N.B.: You should understand that this project is under development now, which means it is constantly updating. But you can use all the modules and classes presented in the last release.
You can easily install the package from the PyPi by running:
pip install randan
If something goes wrong during the installation, consider using this code:
pip install --user randan
To upgrade package's version, run this code:
pip install --upgrade randan
Once you install the package, you can import it as any python package:
# like this
import randan
# or like this
from randan.tree import CHAIDRegressor
# etc.
By now, seven modules have been included in the package. These modules correspond to the SPSS functions as follows:
Module | Class or function | Corresponding SPSS function | Description |
---|---|---|---|
descriptive_statistics | NominalStatistics | Analyze -> Descriptive statistics -> Frequencies, Descriptives, Explore | Descriptive statistics relevant for nominal variables |
descriptive_statistics | OrdinalStatistics | Analyze -> Descriptive statistics -> Frequencies, Descriptives, Explore | Descriptive statistics relevant for ordinal variables |
descriptive_statistics | ScaleStatistics | Analyze -> Descriptive statistics -> Frequencies, Descriptives, Explore | Descriptive statistics relevant for scale (interval) variables |
bivariate_association | Crosstab | Analyze -> Descriptive statistics -> Crosstabs | Analysis of contingency tables |
bivariate_association | Correlation | Analyze -> Correlate -> Bivariate | Correlation coefficients |
comparison_of_central_tendency | ANOVA | Analyze -> Compare means -> One-Way ANOVA | Analysis of variance |
clustering | KMeans | Analyze -> Classify -> K-Means Cluster | Cluster analysis with k-means algorithm |
dimension_reduction | CA | Analyze -> Dimension Reduction -> Correspondence Analysis | Correspondence analysis |
dimension_reduction | PCA | Analyze -> Dimension Reduction -> Factor (extraction method: principal components) | Principal component analysis |
regression | LinearRegression | Analyze -> Regression -> Linear | OLS regression |
regression | BinaryLogisticRegression | Analyze -> Regression -> Binary Logistic | Binary logistic regression |
tree | CHAIDRegressor, CHAIDClassifier | Analyze -> Classify -> Tree -> CHAID | CHAID decision tree for scale and categorical dependent variables, respectively |
Although randan
is built to be similar to SPSS, it reproduces the fit-predict and fit-transform approach, which is now being used in the most popular machine learning python packages. This approach means that you should, firstly, initialize your model and then, secondly, fit it to your data (i.e., use the fit
function) if necessary.
- If the method you use belongs to the unsupervised methods (i.e., you do not have a dependent variable in your data), you can then use
transform
function to get values of the obtained, hidden, dependent variable such as cluster membership, factor scores etc.- If the method you use belongs to the supervised methods (i.e., you have a dependent variable in your data), you can then use
predict
function to get values of the given dependent variable.- If the method does not assume to estimate new values for your data (such methods are crosstabs, t-tests etc.), then it does not require to use
fit
andtransform
/predict
functions.
If you want to see the full list of the availiable functions associated with some class, please visit our documentation page or literally ask for help:
from randan.bivariate_association import Crosstab
help(Crosstab)
This module aggregates methods devoted to searching for statistical relationships between two variables. These methods do not require to use fit
function, i.e. you only need to call the necessary class:
from randan.bivariate_association import Crosstab
# with this code, you will immediately see the results
ctab = Crosstab(data, row='genre', column='age_ord')
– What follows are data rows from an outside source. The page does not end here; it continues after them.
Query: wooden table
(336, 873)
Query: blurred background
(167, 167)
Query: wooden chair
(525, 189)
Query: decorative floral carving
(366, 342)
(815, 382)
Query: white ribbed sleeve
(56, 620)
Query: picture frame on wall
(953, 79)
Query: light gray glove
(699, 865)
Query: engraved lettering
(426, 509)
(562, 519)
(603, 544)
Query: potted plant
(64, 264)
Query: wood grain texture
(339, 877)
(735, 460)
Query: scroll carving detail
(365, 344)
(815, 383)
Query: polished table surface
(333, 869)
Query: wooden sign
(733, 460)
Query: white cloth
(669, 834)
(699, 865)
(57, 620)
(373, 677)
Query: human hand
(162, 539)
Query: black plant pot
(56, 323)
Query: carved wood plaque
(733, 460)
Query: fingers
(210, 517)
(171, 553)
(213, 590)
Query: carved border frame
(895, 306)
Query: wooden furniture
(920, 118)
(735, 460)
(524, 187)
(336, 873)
# however, if you want to somehow use separate statistics, you can call them this way
print(ctab.chi_square, ctab.pvalue, ctab.n_cells)
This module contains both parametric and non-parametric methods for comparison of central tendency statistics. These methods do not require to use fit
function, i.e. you only need to call the necessary class:
from randan.comparison_of_central_tendency import ANOVA
# with this code, you will immediately see the results
anv = ANOVA(data, dependent_variables='kinopoisk_rate', independent_variable='genre')
# however, if you want to somehow use separate statistics, you can call them this way
print(anv.F, anv.pvalue, anv.SSt)
This module includes two main clustering methods: k-means and hierarchical (agglomerative) clustering.
Clustering methods belong to unsupervised learning, which means you should use the fit
function after calling the appropriate class, and then, if necessary, the transform
function to acquire cluster membership (and / or distances to each center in case of k-means).
from randan.clustering import KMeans
# with this code, you will immediately see the results, including visualization of clusters
km = KMeans(2).fit(data, ['year', 'time', 'kinopoisk_rate_count'])
# this is how you can predict the cluster membership,
# and the distances from each observation to each cluster's center
clusters = km.transform(distance_to_centers=True)
If you experience troubles with visualization and see captions like <Figure size 800x500 with 1 Axes> instead of plots, just re-run the code that produces them.
This module unites methods for factorization of nominal and scale variables: correspondence analysis (class CA
) and principal component analysis (class PCA
).
Factorization methods belong to unsupervised learning, which means you should use the fit
function after calling the appropriate class, and then, if necessary, the transform
function to acquire so-called factor scores.
from randan.dimension_reduction import PCA
vars_ = ['trstprl', 'trstlgl', 'trstplc', 'ppltrst', 'pplfair', 'pplhlp']
# with this code, you will immediately see the results
pca = PCA(n_components=2, rotation='varimax').fit(data, variables=vars_)
# this is how you can predict the factor scores
f_scores = pca.transform()
This module consists of two classical regression models: linear regression and binary logistic regression. This group of methods belongs to supervised learning, which means you should use the fit
function after calling the appropriate class, and then, if necessary, the predict
function to acquire predictions.
from randan.regression import LinearRegression
# with this code, you will immediately see the results
formula = 'kinopoisk_rate = time + year + genre + genre*type'
regr = LinearRegression().fit(
data,
formula=formula,
categorical_variables=['genre', 'type'],
collinearity_statistics=True
)
# this is how you can predict values of the dependent variable for the given data...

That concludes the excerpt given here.